In a DCN blog post, Chris Pedigo, senior vice president of government affairs, explained that the Amazon-Apple arrangement began in 2017, when the two struck a deal that would allow Amazon Prime Video to be available on Apple TV and Apple products likewise on Amazon: “Apple agreed to reduce its fees for consumers who subscribed to Prime Video from 30% to 15%. For existing Prime Video subscribers, Apple agreed to completely waive its normal 15% fee. The cherry on top for Amazon was that they could use other payment systems outside of Apple.”
By contrast, The Wall Street Journal reported: “App developers, including news publishers, pay Apple 30% of the revenue from first-time subscriptions made through iOS apps; that commission is reduced to 15% after the subscriber’s first year.”
The association, whose members include The Washington Post, The New York Times, Axel Springer, The Philadelphia Inquirer, Gannett, and News Corp, argues that together, the brands it represents have “an unduplicated audience of 223,098 million unique visitors or 100% reach of the U.S. online population.” The letter was cc:ed to the U.S. House of Representatives Committee on the Judiciary.
According to CNBC, Apple declined to comment on DCN’s letter. However, the article reported, “Apple has previously defended its treatment of Amazon, saying the firm is part of a programme for ‘premium’ video subscription services to offer integration with core Apple services, apps, and features. It claims that this programme is only for individual purchases, not subscriptions.”
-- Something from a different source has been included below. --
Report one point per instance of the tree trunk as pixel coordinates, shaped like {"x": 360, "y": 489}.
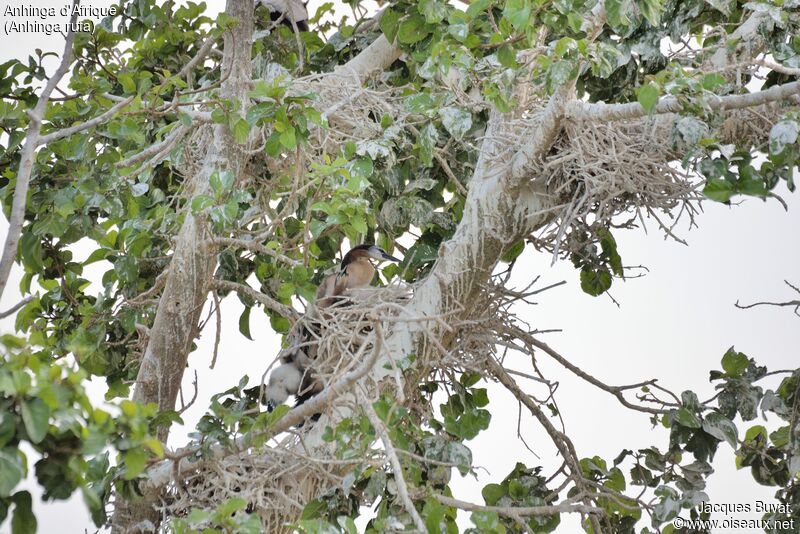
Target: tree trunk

Maribel Perez Wadsworth, president of the USA Today Network and a member of INMA’s Digital Platforms Initiative Committee, had this to say: “If true, I would expect all news publishers would be very interested to understand under what conditions they too may receive the same preferential treatment as is reportedly the case for Amazon. Retaining a greater share of subscription revenue is important to sustaining quality local journalism.”
Another publisher suggested to INMA that using duopoly status in the OS, App Store, and browser to advantage your own product or make money on competitive products is anti-competitive.
“Apple has gone some way to pay news publishers for content on Apple News+, but there is more that they could do to support a sustainable news media industry,” said Earl J. Wilkinson, executive director and CEO of the International News Media Association (INMA). “Apple does not take a share of the revenue that flows through the Uber IOS app, nor do retailers pay a percentage of their takings for everything sold online via IOS apps. With the very survival of journalism in communities throughout the world under threat, why Apple charges news media companies at all is more to the point."
According to DCN’s Kint, “Nearly all of DCN’s members offer apps in the Apple App Store and, as noted above, many offer subscription-based access to a wide variety of content. The terms of Apple’s unique marketplace greatly impact the ability to continue to invest in high-quality, trusted news and entertainment particularly in competition with other larger firms.”